In forming this opinion, the Directors have taken into account
the following:
-- The Company has been engaging with a number of parties
regarding the future of the business. Two parties have carried out
extensive due diligence with a view to considering a potential
offer for the acquisition of the entire ordinary share capital. In
addition, the Company has received a number of approaches from
other interested parties. The Company has separately announced that
the Board of the Company is recommending an offer from
Infrastructure India plc. This will give long term visibility and
support to the business as fresh capital (either by way of new
equity investment or the provision of short term funding) can be
infused into the Company as needed. Further, the acquirer may
provide further capital required for the short term growth plans of
the Company and to repay the Utilico loan as mentioned below.
-- Management has prepared detailed cash flow forecasts until
December 2012. The cash flow forecasts indicate that the Group will
have surplus cash flows after meeting the project related
operational costs, overheads and debt service for its Indian
subsidiaries.
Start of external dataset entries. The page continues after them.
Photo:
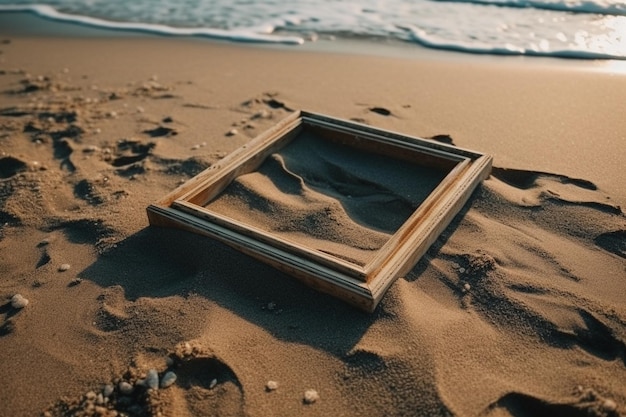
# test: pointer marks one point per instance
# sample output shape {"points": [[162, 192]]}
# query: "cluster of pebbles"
{"points": [[133, 395]]}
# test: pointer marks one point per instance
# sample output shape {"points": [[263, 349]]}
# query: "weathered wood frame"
{"points": [[360, 285]]}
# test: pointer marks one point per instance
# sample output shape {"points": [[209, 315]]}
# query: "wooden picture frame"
{"points": [[360, 284]]}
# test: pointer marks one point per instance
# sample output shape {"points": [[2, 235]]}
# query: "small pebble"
{"points": [[152, 379], [18, 301], [125, 388], [609, 406], [310, 396], [107, 390], [75, 282], [168, 379]]}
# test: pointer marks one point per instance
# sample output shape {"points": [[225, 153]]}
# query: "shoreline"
{"points": [[27, 24], [518, 305]]}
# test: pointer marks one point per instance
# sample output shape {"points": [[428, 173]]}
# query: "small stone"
{"points": [[125, 388], [91, 148], [19, 301], [107, 390], [311, 396], [609, 406], [152, 379], [168, 379], [75, 282]]}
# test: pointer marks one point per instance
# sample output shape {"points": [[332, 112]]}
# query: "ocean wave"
{"points": [[50, 12], [457, 25]]}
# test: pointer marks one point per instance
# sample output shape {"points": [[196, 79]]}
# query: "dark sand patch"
{"points": [[329, 197]]}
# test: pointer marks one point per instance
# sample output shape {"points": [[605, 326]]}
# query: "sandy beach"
{"points": [[518, 309]]}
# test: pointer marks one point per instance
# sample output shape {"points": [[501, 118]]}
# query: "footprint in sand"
{"points": [[206, 386], [520, 405]]}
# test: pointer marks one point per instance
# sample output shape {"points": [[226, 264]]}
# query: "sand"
{"points": [[518, 308]]}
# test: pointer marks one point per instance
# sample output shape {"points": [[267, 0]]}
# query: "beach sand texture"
{"points": [[518, 308]]}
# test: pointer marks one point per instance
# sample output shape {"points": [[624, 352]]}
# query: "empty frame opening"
{"points": [[332, 192]]}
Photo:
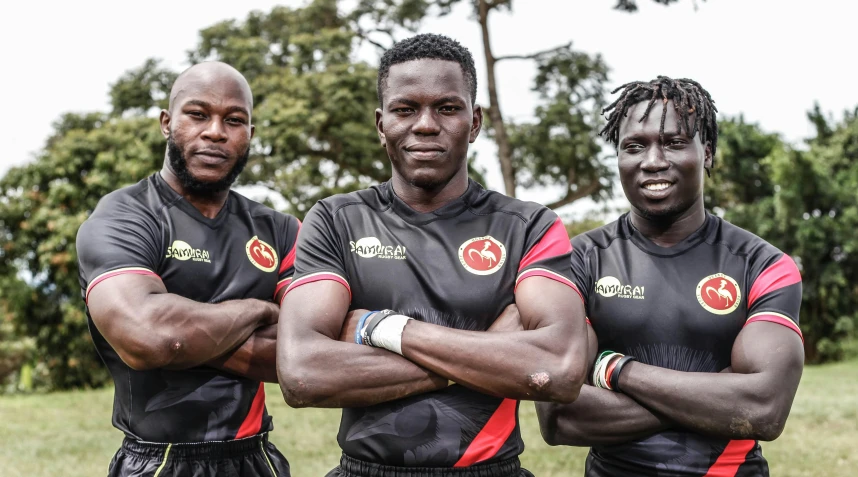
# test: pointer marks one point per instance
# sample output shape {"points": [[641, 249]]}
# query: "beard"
{"points": [[195, 186]]}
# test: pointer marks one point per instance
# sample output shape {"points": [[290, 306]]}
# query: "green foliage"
{"points": [[561, 146], [42, 204], [803, 202]]}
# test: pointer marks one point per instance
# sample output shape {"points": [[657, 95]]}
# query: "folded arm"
{"points": [[750, 402], [151, 328], [597, 417], [315, 369], [546, 361]]}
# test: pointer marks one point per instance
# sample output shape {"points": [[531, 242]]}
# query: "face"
{"points": [[427, 122], [661, 180], [208, 132]]}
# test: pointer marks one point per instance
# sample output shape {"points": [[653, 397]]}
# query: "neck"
{"points": [[669, 231], [208, 204], [425, 200]]}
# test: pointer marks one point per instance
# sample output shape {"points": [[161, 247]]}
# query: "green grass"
{"points": [[69, 434]]}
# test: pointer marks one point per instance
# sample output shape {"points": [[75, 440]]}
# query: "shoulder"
{"points": [[371, 197], [742, 242], [598, 238], [259, 210], [489, 202]]}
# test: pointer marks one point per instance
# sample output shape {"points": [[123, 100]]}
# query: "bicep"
{"points": [[317, 307], [772, 349], [117, 306], [544, 302]]}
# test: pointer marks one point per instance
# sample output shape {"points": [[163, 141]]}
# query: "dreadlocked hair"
{"points": [[688, 98]]}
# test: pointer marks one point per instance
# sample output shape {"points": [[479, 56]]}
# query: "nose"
{"points": [[654, 160], [427, 123], [215, 130]]}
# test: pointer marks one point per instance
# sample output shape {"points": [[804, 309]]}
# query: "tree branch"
{"points": [[536, 55], [572, 196]]}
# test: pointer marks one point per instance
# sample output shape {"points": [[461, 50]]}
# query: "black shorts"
{"points": [[252, 456], [350, 467]]}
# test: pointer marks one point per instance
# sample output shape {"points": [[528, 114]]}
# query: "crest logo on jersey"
{"points": [[609, 286], [369, 247], [181, 250], [261, 254], [719, 294], [482, 255]]}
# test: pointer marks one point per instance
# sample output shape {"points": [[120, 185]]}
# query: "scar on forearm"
{"points": [[539, 380]]}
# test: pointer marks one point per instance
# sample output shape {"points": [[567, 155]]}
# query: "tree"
{"points": [[803, 202], [560, 147]]}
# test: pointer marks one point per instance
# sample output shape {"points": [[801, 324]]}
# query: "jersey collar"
{"points": [[646, 245], [451, 209]]}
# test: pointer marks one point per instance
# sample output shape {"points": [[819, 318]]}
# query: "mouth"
{"points": [[657, 186], [424, 152], [656, 189], [211, 157]]}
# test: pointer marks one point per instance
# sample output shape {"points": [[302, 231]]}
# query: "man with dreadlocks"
{"points": [[697, 319]]}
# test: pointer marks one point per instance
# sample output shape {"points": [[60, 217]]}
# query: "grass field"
{"points": [[69, 434]]}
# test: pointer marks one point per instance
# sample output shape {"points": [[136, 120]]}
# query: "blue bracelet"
{"points": [[358, 339]]}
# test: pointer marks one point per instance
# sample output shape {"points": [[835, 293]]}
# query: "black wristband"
{"points": [[615, 374], [373, 323]]}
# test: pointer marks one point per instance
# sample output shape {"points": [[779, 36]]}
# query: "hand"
{"points": [[347, 334], [509, 320]]}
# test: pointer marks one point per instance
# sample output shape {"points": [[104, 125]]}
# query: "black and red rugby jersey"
{"points": [[681, 308], [247, 251], [457, 267]]}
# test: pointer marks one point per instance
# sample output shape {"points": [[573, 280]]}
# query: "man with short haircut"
{"points": [[697, 320], [425, 389], [180, 276]]}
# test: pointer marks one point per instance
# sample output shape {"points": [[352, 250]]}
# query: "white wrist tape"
{"points": [[388, 333]]}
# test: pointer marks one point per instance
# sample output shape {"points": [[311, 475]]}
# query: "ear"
{"points": [[707, 156], [164, 119], [379, 127], [476, 123]]}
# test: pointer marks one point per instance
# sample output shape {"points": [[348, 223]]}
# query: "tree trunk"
{"points": [[502, 140]]}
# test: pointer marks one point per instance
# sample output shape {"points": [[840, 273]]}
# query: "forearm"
{"points": [[597, 417], [256, 358], [189, 333], [329, 373], [525, 364], [727, 405]]}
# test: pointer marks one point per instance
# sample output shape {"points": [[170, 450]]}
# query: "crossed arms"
{"points": [[749, 400], [151, 328], [546, 360]]}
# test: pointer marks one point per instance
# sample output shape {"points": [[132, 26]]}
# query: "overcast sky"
{"points": [[767, 59]]}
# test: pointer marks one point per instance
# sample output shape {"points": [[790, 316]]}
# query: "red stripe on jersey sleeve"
{"points": [[289, 259], [782, 273], [542, 272], [727, 464], [492, 436], [775, 318], [121, 271], [253, 422], [555, 242]]}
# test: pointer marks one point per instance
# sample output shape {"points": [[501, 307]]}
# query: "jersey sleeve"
{"points": [[581, 275], [547, 251], [289, 231], [775, 293], [318, 255], [112, 243]]}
These forecasts also assume that the new acquirer or
investor will provide sufficient additional funds to repay the
Utilico loan in January 2012 and will also settle any transaction
costs pertaining to the refinancing.
2 Revenue
2011 2010
GBP GBP
Sales of electricity 2,860,108 1,922,342
Generation based incentives 145,162 2,598
Certified emission reductions 375,317 287,457
Generation compensation 52,118 -
3,432,705 2,212,397
========== ==========
Generation compensation is on account of the guaranteed
generation shortfall receivable from the supplier of the Wind
Energy Converters (WECs) under the supply contract.
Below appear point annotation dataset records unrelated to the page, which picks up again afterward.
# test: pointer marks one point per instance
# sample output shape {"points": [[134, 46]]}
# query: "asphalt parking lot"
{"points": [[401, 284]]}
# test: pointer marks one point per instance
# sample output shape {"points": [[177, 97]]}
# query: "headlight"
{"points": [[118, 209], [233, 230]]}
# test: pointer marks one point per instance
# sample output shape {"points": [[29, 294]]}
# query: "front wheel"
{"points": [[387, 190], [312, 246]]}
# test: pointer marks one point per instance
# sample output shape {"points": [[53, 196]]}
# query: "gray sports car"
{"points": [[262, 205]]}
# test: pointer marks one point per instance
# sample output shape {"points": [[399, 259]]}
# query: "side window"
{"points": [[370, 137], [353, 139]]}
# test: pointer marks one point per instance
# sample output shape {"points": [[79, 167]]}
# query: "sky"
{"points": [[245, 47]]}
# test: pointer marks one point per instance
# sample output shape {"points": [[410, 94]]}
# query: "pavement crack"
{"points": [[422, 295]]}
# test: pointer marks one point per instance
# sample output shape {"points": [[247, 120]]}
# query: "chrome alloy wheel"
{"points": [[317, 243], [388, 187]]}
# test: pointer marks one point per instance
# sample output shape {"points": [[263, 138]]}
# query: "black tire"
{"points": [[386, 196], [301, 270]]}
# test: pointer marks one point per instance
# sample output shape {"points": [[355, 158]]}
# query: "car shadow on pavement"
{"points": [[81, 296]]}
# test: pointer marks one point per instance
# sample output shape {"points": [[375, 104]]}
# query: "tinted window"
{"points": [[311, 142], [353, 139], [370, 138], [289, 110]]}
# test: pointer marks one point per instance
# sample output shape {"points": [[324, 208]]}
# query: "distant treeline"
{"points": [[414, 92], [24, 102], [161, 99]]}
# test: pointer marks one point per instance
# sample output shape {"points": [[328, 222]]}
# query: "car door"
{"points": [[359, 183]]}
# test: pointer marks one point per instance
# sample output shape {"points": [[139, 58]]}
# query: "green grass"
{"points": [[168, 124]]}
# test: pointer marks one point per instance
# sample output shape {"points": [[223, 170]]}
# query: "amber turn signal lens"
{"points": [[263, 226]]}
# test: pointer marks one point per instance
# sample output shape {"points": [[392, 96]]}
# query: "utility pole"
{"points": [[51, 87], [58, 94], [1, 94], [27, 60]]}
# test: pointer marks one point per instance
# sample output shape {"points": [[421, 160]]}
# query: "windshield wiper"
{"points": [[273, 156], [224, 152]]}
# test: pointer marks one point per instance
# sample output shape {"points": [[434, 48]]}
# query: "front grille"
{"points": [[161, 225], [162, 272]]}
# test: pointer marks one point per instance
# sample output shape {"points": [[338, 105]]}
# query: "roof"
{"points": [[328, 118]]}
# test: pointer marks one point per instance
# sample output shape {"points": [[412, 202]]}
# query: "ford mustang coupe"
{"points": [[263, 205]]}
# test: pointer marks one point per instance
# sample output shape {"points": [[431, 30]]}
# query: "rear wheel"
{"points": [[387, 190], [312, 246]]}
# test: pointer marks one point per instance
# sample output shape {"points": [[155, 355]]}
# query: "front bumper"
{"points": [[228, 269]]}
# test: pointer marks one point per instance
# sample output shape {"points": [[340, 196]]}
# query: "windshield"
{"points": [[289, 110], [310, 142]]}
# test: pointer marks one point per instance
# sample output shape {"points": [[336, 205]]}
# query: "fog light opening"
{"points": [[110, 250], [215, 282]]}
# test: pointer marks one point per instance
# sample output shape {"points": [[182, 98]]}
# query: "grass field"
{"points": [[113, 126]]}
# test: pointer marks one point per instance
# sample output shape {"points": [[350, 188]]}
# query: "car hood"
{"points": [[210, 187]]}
The Group has entered into two 20 year power purchase agreements
with Indian power distribution companies under which the
counterparty will purchase all the electricity generated by the
Group's turbines for the duration of the contract period. The price
under one contract is fixed for a period of 10 years from when
generation commenced, after which the price will be reviewed and
determined by the state regulator. The price under the other
contract is fixed throughout.
3 Exceptional item
During the year, the Company attempted a further equity raise as
part of its plans as set out at the IPO to expand the business. In
connection with the capital raising exercise, the Group has
incurred an amount of GBP329,773 in professional fees, travelling
and other related expenses during the year, which have been debited
to the comprehensive income.
In the prior year the company listed on AIM and issued shares in
an Initial Public Offering ('IPO'). Expenses relating to the IPO of
GBP1,405,518 together with expenses associated with professional
fees relating to further fundraising initiatives of GBP47,000, had
been expensed as an exceptional items.
4 Loss per share
The loss per share has been calculated by dividing the net loss
after taxation for the relevant period attributable to equity
shareholders by the weighted average number of equity shares
outstanding during the period. The basic and diluted loss per share
is as follows:
2011 2010
GBP GBP
Net loss attributable to equity
shareholders (2,854,427) (3,403,544)
Weighted average number of equity
shares outstanding 25,426,346 17,330,604
============ ============
Loss per share - basic and diluted: GBP0.11 GBP0.20
============ ============
The net loss attributable to equity shareholders utilised within
the basic and diluted loss per share calculation is the
consolidated loss after tax.
The above calculations exclude the effects of: the share option
scheme, cumulative redeemable convertible preference shares,
warrants and the ratchet shares, which are anti-dilutive.
5 Post balance sheet events
Since the year-end, State Bank of India, the project finance
lender to a Group company for the Theni project, agreed to reduce
the interest spread on the project loan by 100 basis points to
3.75% over base rate.
On 20 July 2011, Indian Energy was issued with 24,344 Certified
Emission Reductions by the Executive Board of the United Nations
Framework Convention on Climate Change relating to the generation
from the Gadag Project for the period to 30 November 2009.